According to Kommersant, they talked about the participation of Russian companies, especially Gazprom, in the construction and operation of an Iran-Pakistan-India natural gas pipeline. Kommersant noted that Gazprom "is greatly interested in entering the Indian market." Russian companies are also invited to participate in other projects in the natural gas, oil and power sectors. It is planned for Gazprom to construct underground natural gas storage facilities; Lukoil to pump oil in Anaran oil province (with petroleum export swap arrangements); and Tekhnopromeksport, a Russian specialist in producing energy equipment overseas, to construct a conventional power plant in Tabas and a coal mine in Mazino, as well as modernizing the Shahid Mohammad Montaziri power plant in Isfahan. Russian companies will also construct a number of minor hydroelectric power plants in Iran.
In non-nuclear energy, Russia and Iran are also ready to cooperate in third countries. In particular, companies and specialists from both sides will be involved in construction of the Sangtudi Power Plant in Tajikistan. At the same time, Russia's United Energy Systems, together with the state energy authorities of Iran and Azerbaijan, will synchronize the energy systems of the three countries, building electric power transmission lines and exporting Russian and Azerbaijani electricity to Iran.
Russia Tests Fifth-Generation Topol-M
Russia carried out a successful test launch of its latest Topol-M intercontinental ballistic missile on Dec. 24. The launch, from the Plisetsk Space Center in the Arkhangelsk region, RIA Novosti reported, was designed to confirm the "serviceability" of the system, evaluate its tactical, technological, and flying characteristics, and measure the efficiency of the new design.
Russia And China To Hold Joint Military Exercises
Russian Defense Minister Sergei Ivanov said Dec. 28 at a Russian government meeting, that in the second half of next year Russia and China will hold joint military exercises involving state-of-the-art weapons. "For the first time in history, we have agreed to hold quite a large military exercise with China on Chinese territory in the second half of the year," Ivanov said. "The Russian side will not bring big numbers of servicemen, but mostly state-of-the-art weapons like naval, air force, long-range aviation, submarinesto practice interaction with China in different military maneuvers."
Ivanov also said that the Ministry of Defense is drafting a combat training plan for 2006, in which priority is being given to teamwork within the Collective Security Treaty Organization (Russia, Belarus, Armenia, Kazakstan, Kyrgyzstan, and Tajikistan).

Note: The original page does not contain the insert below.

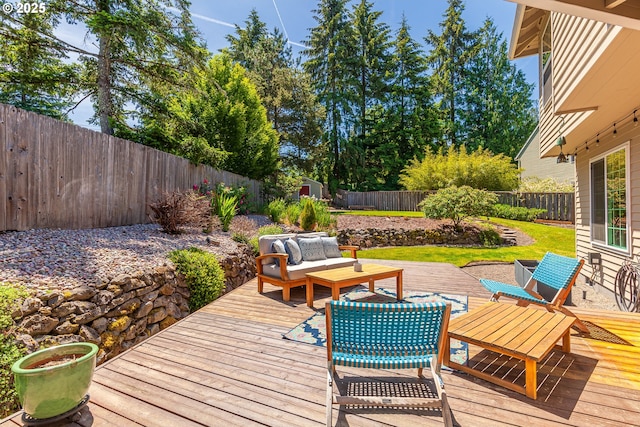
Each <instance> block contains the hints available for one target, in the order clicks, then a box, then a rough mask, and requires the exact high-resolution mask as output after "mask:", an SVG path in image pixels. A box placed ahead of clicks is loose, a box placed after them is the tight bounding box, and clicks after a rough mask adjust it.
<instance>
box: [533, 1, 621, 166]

In April, training will be conducted in Tajikistan. Ivanov also said that the Russia/NATO council is preparing joint exercises, particularly joint French-Russian naval exercises, involving nuclear forces. Also, plans are afoot for a joint exercise in the Mediterranean, which will be joined not only by the USA, but also by other countries, not NATO members. Ivanov also did not rule out the possibility of an exercise with Germany.